Le centre autonome d'expérimentation sociale (CAES), situé à Ris-Orangis (Essonne) est un des plus anciens squats artistiques de la région parisienne.

Histoire[modifier | modifier le code]

Le 10 juillet 1981 arrivent dans les locaux militaires désaffectés, les premiers occupants, les frères Perreau avec leurs amis de Vigneux. En juillet 1983, l'association CAES est créée[1].

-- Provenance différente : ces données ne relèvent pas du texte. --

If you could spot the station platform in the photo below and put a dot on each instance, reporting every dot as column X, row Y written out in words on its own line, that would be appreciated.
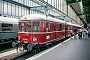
column 71, row 49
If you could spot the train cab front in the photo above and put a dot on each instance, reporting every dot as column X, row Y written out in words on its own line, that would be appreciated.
column 24, row 32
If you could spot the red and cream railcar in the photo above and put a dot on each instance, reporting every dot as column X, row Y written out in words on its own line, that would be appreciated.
column 39, row 29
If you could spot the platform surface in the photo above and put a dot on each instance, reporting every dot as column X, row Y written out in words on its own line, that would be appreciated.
column 73, row 49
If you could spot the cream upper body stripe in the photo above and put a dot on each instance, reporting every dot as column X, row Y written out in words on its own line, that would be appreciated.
column 40, row 32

Au départ, l'idée est de vivre autrement dans la ville de manière autonome et alternative en mélangeant les genres (habitants, artisans, artistes) et les fonctions (espace de production artistique, artisanale, action culturelle et sociale). Toute la décennie 1980 a permis au CAES d'être « LE » lieu culturel en Essonne en accueillant de petites compagnies de cirque qui se développeront, Archaos, Gosh et Arts Sauts. Un des locaux, la Dame Bleue, fait partie des premiers label « cafés-musiques » du ministère de la Culture, en 1992[2].

Les années 1990 ont vu le CAES basculer d'une expérience sociale (au sens sociétale) à de l'intervention sociale, notamment avec de l'hébergement d'urgence.

Parallèlement, le site connait un changement qui correspond au changement de la société : l'individualisme, perte des repères utopiques, pragmatismes et fatigue tout simplement des membres fondateurs. En 1999, la plupart des membres historiques quittent le site, le nouveau gouvernement ne soutenant plus l'action du CAES et souhaitant fermer le lieu. Il ne sera sauvé que par l'intervention du maire de la ville, interpellé par des propositions de nouveaux projets déposés par un groupe formé d'anciens et de nouveaux Caessiens (École de la deuxième chance, Festival CAES avec Diam's, Sinik, Disiz la Peste, Festival des Arts etc.).

Parallèlement, c'est une période où le CAES devient le théâtre de faits-divers et un espace de non-droit, puisque la cinquantaine de plaintes portées à l'encontre de délinquants notoires ont été jugées irrecevables ou classées sans suite par le procureur de l'époque[réf. nécessaire]. Les artistes les plus découragés abandonnent peu à peu le site.

En 2002, la nouvelle équipe de Tifo Benyahia est mise en place et s'impose petit à petit[3]. Une nouvelle structuration associative est établie qui transforme le lieu peu à peu en résidence et commence à élaborer un projet structurant à la faveur d'une volonté municipale : la création d'un éco-quartier sur les friches du bord de Seine (près de 20 ha). Le CAES négocie pour intégrer pleinement ce projet gage de pérennité de ses actions.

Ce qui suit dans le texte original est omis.